Gözlerini kapadı, bu küçük odada gözyaşı dökmekten bıkmıştı... Yine de
engel olamadı pınar gibi çağlayan gözyaşlarına. Sevdiği geldi aklına,
fakir ama onu seven sevgilisi... Her gün aynı şeyleri düşünüyor,
anıları bir film şeridi gibi gözünün önünden geçiyordu...

"Param yok ama sana verebileceğim sevgi dolu bir kalbim var" demişti
delikanlı... Genç kızda zaten başka birşey istemiyordu...Sevgiye muhtaç biri,
sevdiğinin sevgisinden başka ne isteyebilirdi ki... Ama olmamıştı işte,
dünyalar kadar olan sevgilerinin arasına, o lanet olasıca para girmeyi bilmiş,
onları ayırmıştı... İşte paranın geçmediği zamanlara gelmişlerdi...
Ne önemi vardı artık? Şu son günlerinde, sevdiği yanında olsa yeterdi...

Ayrılıklarından bu yana beş bitmeyen, çile dolu yıl geçmişti...Her günü zehir,
her günü hüsran... Ama genç kız hep sevgisini yüreğinde taşımış, kalbini
kimseyle paylaşmamıştı. Sevdiğini düşündü işte o an.. Acaba o neler yapmıştı
bu kadar sene boyunca.. Kimbilir kiminle evlenmiş, çoluk çocuğa karışmıştı...
Gözlerinden bir damla yaş daha damladı kurumuş, bitmiş ellerine. Ellerine baktı,
bir zamanlar ellerinin, elerini tuttuğunu hayal edip, her gün saatlerce ellerini
seyrederdi... En çok da saçlarının dökülmesine üzülüyordu. Çünkü sevdiği öpmüş,
koklamıştı onları. Her bir tanesi koptuğunda, kalbine bir ok daha saplanıyordu.
Kalbi yine sızlamaya başlamıştı. Belki sevdiği yanında olsa,
kalbi bu kadar yorulup, veda etmezdi yaşama... Zaten artık ölüm umrunda
değildi genç kızın. Sevdiğinden ayrı yaşamanın ölümden ne farkı vardı ki...

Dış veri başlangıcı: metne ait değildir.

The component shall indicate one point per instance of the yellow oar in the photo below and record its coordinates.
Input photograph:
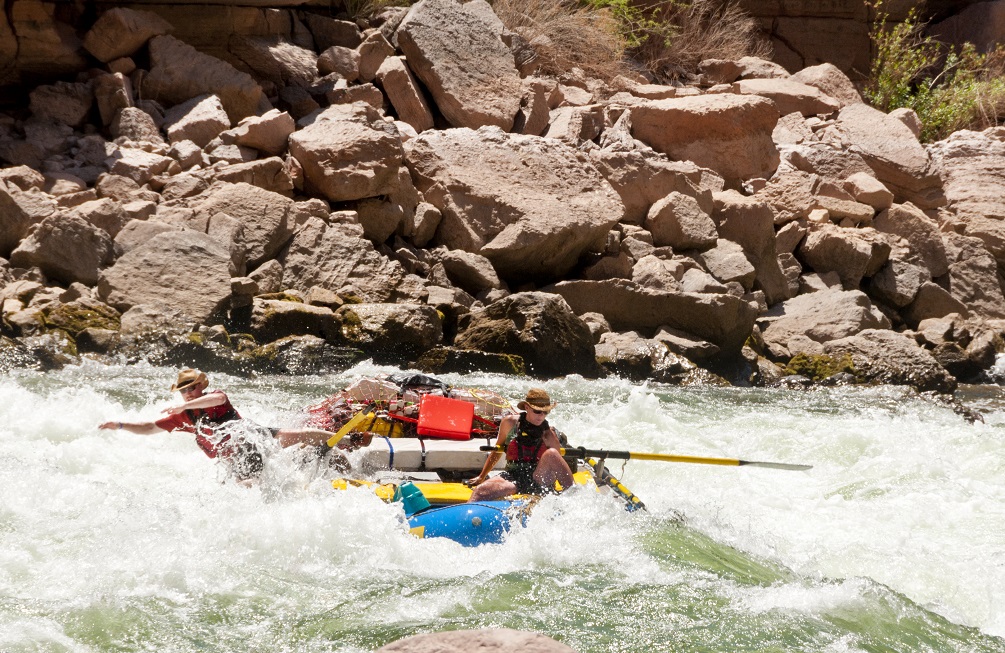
(583, 452)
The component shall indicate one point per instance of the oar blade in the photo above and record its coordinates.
(776, 465)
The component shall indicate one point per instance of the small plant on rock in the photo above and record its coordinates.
(949, 88)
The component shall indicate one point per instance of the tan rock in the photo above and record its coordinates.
(728, 262)
(896, 283)
(136, 126)
(179, 72)
(121, 32)
(868, 190)
(893, 153)
(852, 253)
(723, 319)
(679, 221)
(462, 61)
(65, 248)
(789, 95)
(160, 272)
(973, 276)
(268, 133)
(642, 179)
(749, 222)
(348, 153)
(344, 61)
(791, 195)
(920, 231)
(932, 300)
(730, 134)
(373, 50)
(335, 256)
(63, 102)
(973, 164)
(330, 32)
(199, 120)
(265, 216)
(823, 315)
(831, 81)
(528, 204)
(404, 93)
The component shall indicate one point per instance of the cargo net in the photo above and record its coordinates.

Tekrar o geldi aklına... Keşke keşke yanımda olsa dedi. Son bir kez elini tutsa
yeterdi. Gözlerini son bir kez öpse, rahatça ebediyen gözlerini kapatabilirdi artık...
Gözleri pınar gibi çağlamaya başladı. Sevdiğini son bir kez göremeden ölmek
istemiyordu.. Ufak da olsa ondan bi hatırasını almadan bu dünyadan göçmek
istemiyordu... Sevdiği, kimbilir kiminle beraberdi? Kendi, sevgi dolu kalbini kimseyle
paylaşmayı düşünmemişti bile ama acaba o paylaşmış mıydı? Onun sevgisini
silmiş atmış mıydı acaba kalbinden? İçi birden nefretle doldu. Üstüne büyük bir
ağırlık çöktü. Onu düşündükçe her dakikasının zehir olması artık çok daha
ağır geliyordu genç kıza... Ölmek istedi, artık yaşamak istemiyordu bu dünyada...
Ama sevdiğinden bir hatıra almadan ölmeyeceğine and içmişti.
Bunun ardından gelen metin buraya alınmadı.